Since the first e − logP diagrams of Ba giants were obtained, a great deal of research has been devoted to understanding them. The interaction between the former AGB star and its less evolved companion shapes the orbits in a way that cannot be closely reproduced by evolutionary models (e.g. Pols et al. 2003; Bonačić Marinović et al. 2008). However, Ba stars might have gone through a second stage of binary interaction when the dwarf ascended the RGB, which can also affect the eccentricity and the period of Ba giants.
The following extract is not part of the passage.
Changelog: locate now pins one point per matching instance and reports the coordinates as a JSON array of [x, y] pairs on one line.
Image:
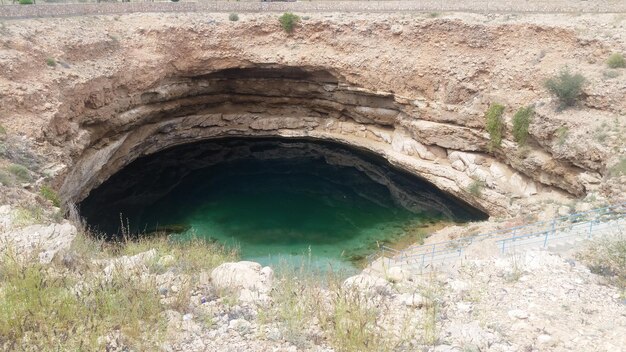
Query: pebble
[[518, 314]]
In order to explore the evolutionary link between our Ba dwarfs and the observed low-mass Ba giants, we computed a grid of standard binary evolution models with the BINSTAR code (Siess et al. 2013). We used input parameters inspired by our sample of main-sequence Ba and CH stars. The systems that we modelled were formed by a primary main-sequence star with M = 1.5 M and metallicity [Fe/H] = −0.25, and a cool WD companion of M = 0.6 M. We used seven initial orbital periods (100, 300, 600, 1000, 2000, 3000, and 10 000 days) and four eccentricities (0.2, 0.4, 0.6, and 0.8). We only followed the evolution of the primary star, for which we used a mass-loss prescription as described by Schröder & Cuntz (2007) and a grey atmosphere as surface boundary condition. We considered standard binary interactions assuming that the stars are in solid rotation and that angular momentum evolution is governed by the effect of tides and mass loss. We considered that the wind carries away the specific orbital angular momentum of the star as in the Jeans mode. In Escorza et al. (2017) we showed that Ba giants accumulate in the He-clump, so we allowed the primary star to evolve until the onset of core He-burning and compared the results with known orbits of giants.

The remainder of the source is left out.